Digamos que você tenha ido à Orla em alegre bando. Seus amigos estão lá e também algumas jovens mulheres. Tem tudo para dar certo, a temporada na Orla, principalmente porque, entre as fêmeas do grupo, está Ela.

Você sabe de quem estou falando.

Bem, depois de acomodados, vocês se dirigem à areia, onde Ela pretende bronzear-se. São horas neste processo, ao cabo do qual ela precisa homiziar-se à sombra. É aí que entra o guarda-sol. Que você já deveria ter acoplado no lugar apropriado – plantar guarda-sol é trabalho de homem.

Existe uma ciência para tal. Há que se considerar os ensinamentos do polonês Copérnico acerca do movimento rotatório da Terra para que a sombra seja posicionada a contento, há que se calcular a velocidade e a direção dos ventos e, sobretudo, há que se fincar a estaca do guarda-sol com consistência, apesar do inconsistente da areia. Um guarda-sol mal fincado pode acabar com suas possibilidades de romance. Se o seu guarda-sol sai a voar pelo céu azul, você corre o risco de ver a amada reivindicando a ajuda do paulista de sunga branca ali ao lado:

– Coloca o guarda-sol pra miiiim?

O próximo pedido é para que ele lhe besunte com protetor solar.

Portanto, um guarda-sol mal aparafusado é o pior que pode lhe ocorrer.

Ou talvez não. Talvez o pior tenha ocorrido comigo. Ontem, como já disse, tive de proceder ao plantio. Mas não era nenhuma semideusa com a sola dos pés 36 amaciada a creme Nívea que esperava de mim um guarda-sol instalado. Não.

Era o meu filhinho de dois anos.

Ora, mulheres você já teve tantas na vida, e outras tantas decerto terá. Mas o seu filho é parte de você. E o pai, para um filho, é um herói, é um gigante, é o seu modelo de vida.
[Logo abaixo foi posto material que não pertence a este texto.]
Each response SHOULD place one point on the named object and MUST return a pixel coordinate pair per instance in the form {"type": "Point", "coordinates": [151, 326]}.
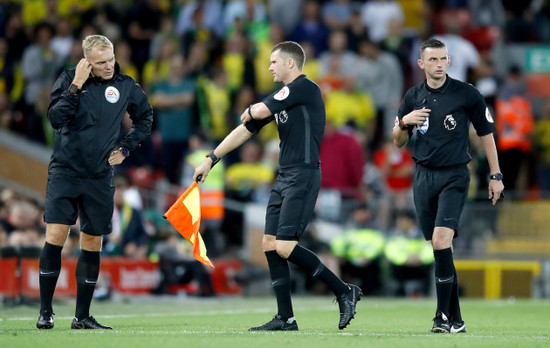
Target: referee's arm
{"type": "Point", "coordinates": [257, 111]}
{"type": "Point", "coordinates": [402, 132]}
{"type": "Point", "coordinates": [233, 140]}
Então, lá estava eu, sobraçando o guarda-sol, pronto para penetrá-lo na carne da areia. Meu filhinho me olhava, expectante. Percebi, e ele percebeu também, que à esquerda um sujeito retaco e careca cavava com o auxílio de uma máquina o buraco do guarda-sol que protegeria seus filhos. Sim, existe uma máquina escavadora de buracos de guarda-sol. Enviei um sorriso sardônico para o meu pocolino, um sorriso que dizia: “Tsc, tsc, ele precisa de máquinas, meu filho, mas o seu pai não. O seu pai planta um guarda-sol com as próprias mãos. Mãos nuas!”

Meu filhinho sorriu.

Estufei o peito. Ia começar a espetar o guarda-sol, mas vi que, à direita, um tipo de bigode oliviesco havia feito uma plantação de guarda-sóis. Tinha, o bigodudo, vários filhos, e vários amiguinhos de seus filhos, todos, filhos e amigos, acomodados em pares sob guarda-sóis frondosos. O homem fincava um e saltava feito um cabrito-montês para fincar outro, e logo adiante mais outro, e outro, e outro, tudo com uma destreza e uma rapidez que jamais vi igual. Notei que meu filhinho o olhava com um laivo de admiração. Deu-me um aperto no peito. Não podia falhar. Não com aqueles exibicionistas me ladeando.

Bem.

Fique claro que fiz o melhor que pude. Suei no afã da escavação, atarrachei a estaca do guarda-sol quase até a metade na areia, tentei providenciar uma sombra ampla e assídua, mas, mal aberto o dito-cujo, eis que um pé-de-vento assomou do Norte-Nordeste, chutou o guarda-sol de trivela, e senti que o desgranido ia levantar voo. Os demais, os do bigodudo e o do retaco, tremularam, mas permaneceram impávidos. O meu ia decolar. Não permiti. Dei um peixinho na areia e segurei-o firme com a mão esquerda. Fiquei numa posição incômoda, o cotovelo apoiado no chão, a mão apertando o pé da estaca, o corpo virado num cê-cedilha invertido. Não importava. O que importava era fazer com que o guarda-sol não saísse do lugar, pelo menos até que o vento cessasse. Consegui. O vento enfim parou, depois de torturantes minutos que pareceram horas. Então me ergui, limpando a areia da sunga, e anunciei alto:

– Acho melhor mudar um pouco a localização do guarda-sol, filhinho. Ele está realmente firme, muito firme, firme mesmo, mas podemos ter mais sombra logo ali. É importante ter mais sombra!

O bigodudo e o retaco ficaram observando, mudos, enquanto eu transferia meu guarda-sol e o plantava com mais solidez. Funcionou. Vi a aprovação luzir no olhar do meu filhinho, como se ele dissesse:

– O nosso guarda-sol é o melhor de todos, papai.


Ainda sinto o torcicolo daqueles minutos como cê-cedilha invertido, mas valeu a pena. O que importava era a minha imagem de pai, era dar ao meu filho uma demonstração de caráter em meio às agruras da vida praiana. Um homem tem de cometer sacrifícios em nome da dignidade.